The MoE Connection: This agentic loop is a primitive form of a Mixture of Experts. The "expert" here is the recursive RAG agent itself. In the future, I envision specialized agents (different prompts, different models, different retrieval strategies) that could be called upon based on the type of knowledge gap identified (e.g., a "fact-checker expert," a "summarizer expert," a "deep-dive expert").
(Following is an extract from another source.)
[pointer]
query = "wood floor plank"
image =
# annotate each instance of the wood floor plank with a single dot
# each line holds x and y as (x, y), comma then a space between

This modularity is key to building truly brain-like AI.
The "Mind" of the System: The accumulatedSearchHistory and the critique from the LLM represent a rudimentary form of the system's "thought process." Exposing and leveraging this internal monologue can lead to even more intelligent behaviors and debuggability.

The journey to building AI systems that mimic human-level understanding and problem-solving is long. But by embracing agentic, recursive, and self-correcting architectures, we're taking significant strides. This isn't just about better answers; it's about building smarter, more resilient, and ultimately, more "aware" digital intelligences. And we'll do it with clean code, direct APIs, and a relentless focus on performance.